How Addax Petroleum driver knocked down a lady in Ikoyi and left her incapacitated

A hit and run driver scars a lady for life and renders her incapacitated.

Mary Ephraim on a wheelchair in the hospital after an accident caused by an Addax hit and run driver (Pulse)

Mrs. Ephraim was standing beside her car near the sidewalk when the Addax car ran into her. She was miraculously rescued moments later from underneath the car--unconscious but alive.

The driver of the Addax car and the culprit of the Osborne Road accident of July 2006, disappeared from the scene and has never resurfaced. He’s also not been identified to the victim or made to tender any apologies.

Worse, Ephraim was left with irreparable damage to her spine and related loss of feelings and sensation on parts of her body.

Since 2006, she has made trips to several hospitals across the world in a bid to stay alive; and Addax has not been picking the bills of her treatment. The company has also not made any formal contact with her or offered to pay compensation.

On July 31, 2006, Ephraim’s Dad, who frequently paid her visits in hospital, passed on from the trauma of watching his daughter writhe in pain from the injuries left by the accident.

“Ephraim has been left with an emotional scar, trauma and pain from that accident and she’s still suffering from the accident,” a friend of the victim who prefers not to be named for this story, tells Pulse.

Ephraim has refused to speak about that dark day in July because she’s since dragged Addax to court; and speaking on the subject would amount to sub judice, her lawyer tells Pulse.

“She has been unable to live like every other human being because her life has been violently taken away from her through no fault of hers,” Ephraim’s friend adds.

14 years after the accident, Addax Petroleum, with an office in the upmarket Victoria Island area of Lagos, has refused to take responsibility for the accident.

Top management of the oil company have also refused to engage with the victim or pick up her hospital bills.

She’s been treated with disdain, Pulse has learnt.

In a letter seen by Pulse, dated May 27, 2007 and addressed to ‘Whom it may concern’, the Royal Buckinghamshire Hospital in the UK, one of the many hospitals Ephraim visited after the accident, wrote that the car crash left her with a spinal cord injury “which was not recognised until later on in September. Following that, she was treated with bed rest until arrangements were made for her to be brought over to England for further treatment.

“She was admitted to the International Spinal Injuries and Rehabilitation, The Royal Buckinghamshire Hospital for further management and rehabilitation on 18th October, 2006.”

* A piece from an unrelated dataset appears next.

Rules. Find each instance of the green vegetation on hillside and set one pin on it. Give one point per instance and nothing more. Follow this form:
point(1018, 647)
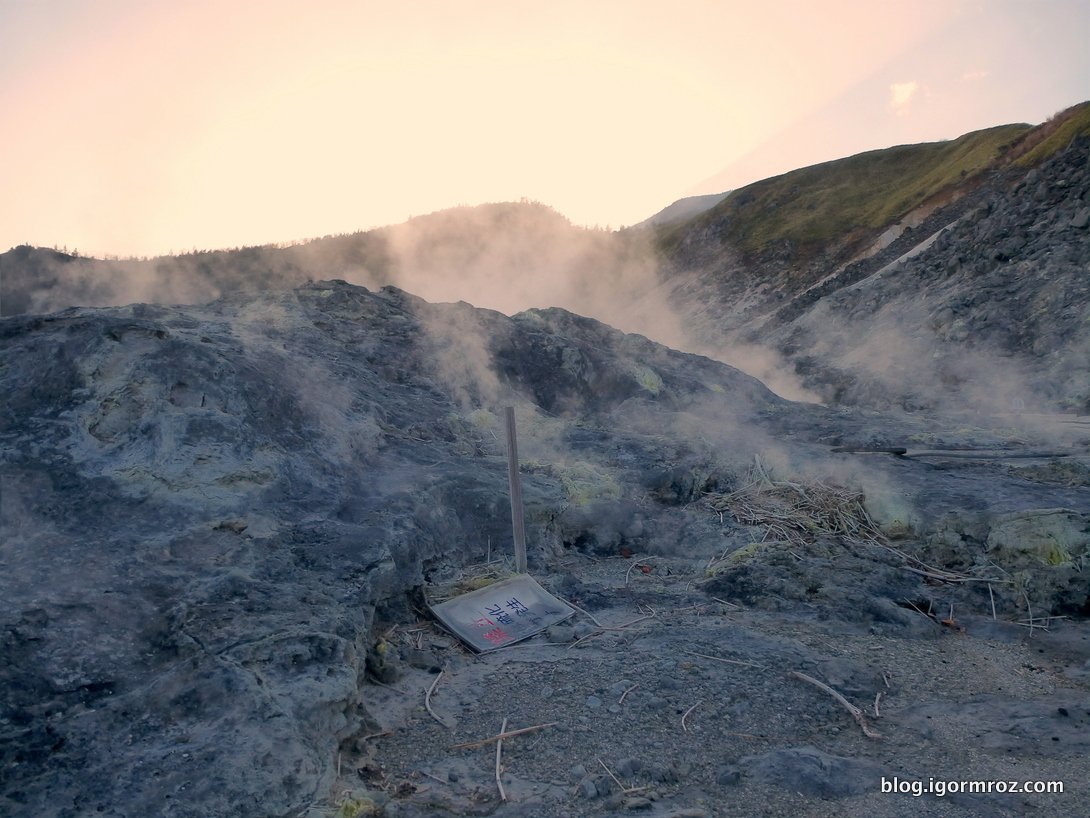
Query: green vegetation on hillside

The hospital detailed that Ephraim “had sustained a fracture subluxation of T12/L1.” The hospital also wrote that Ephraim’s spine had to be surgically re-aligned--a medical procedure undertaken in November of 2006.

“She was lucky that she was left with minimal neurological involvement causing her pain and numbness in the right leg,” wrote Dr M.A Jamous of the Royal Buckinghamshire hospital.

A family member of Ephraim’s who craved anonymity for this story tells Pulse that “since the accident till date, Mary Ephraim cannot stand for more than two hours and cannot walk for more than an hour. She cannot handle physical labour or hard work. She has not been able to gain any employment because of the physical disability caused by the accident.

“At the time of the accident, Ephraim was on a N750,000 monthly salary. Since the accident, she has had to live off her mum, friends and family.

“She has been denied the right to have children like every normal woman. Months into the two pregnancies she’s had so far, she’s had to become an in-patient at a specialist hospital in Brooklyn, New York.

“She was permanently monitored so the pregnancy doesn’t impair the use of her legs. Right now, she’s been advised not to have any more children, a medical advice now causing a strain in her marriage.”

Pulse learnt from another friend of the Ephraims that the victim suffers 24hour headaches, insomnia and periodic unease all day long.

She’s also had to keep annual medical appointments with specialist doctors in America and India since the crash.

“She just wants justice as a law abiding citizen of her country,” this family member continues through a cascade of tears. “She can’t believe that Addax and its legal representatives have chosen to play a game of hide and seek with her life for 14 years!!! But for the mercies of God and the support from her family, she wouldn’t be alive today.

“The accident led to the loss of her father who went into shock and slumped after he visited her at the hospital, three days after the accident.”

Addax is yet to respond to requests for comments, a month after Pulse first contacted them over Ephraim’s plight.

Repeated calls placed to the company’s publicly available phone number have not been answered and visits to the Addax office for a reaction to this story, have yielded little as well.

Pulse will update this story with Addax’s official response as soon as we have one.

Addax Petroleum was established in 1994. Since August 2009, the company has been a subsidiary of the Sinopec Group, one of the largest oil and gas producers in China.

Sinopec is also the biggest oil refiner in Asia and the third largest in the world.

Addax also operates some Production Sharing Contracts (PSCs) with the Nigerian National Petroleum Corporation (NNPC).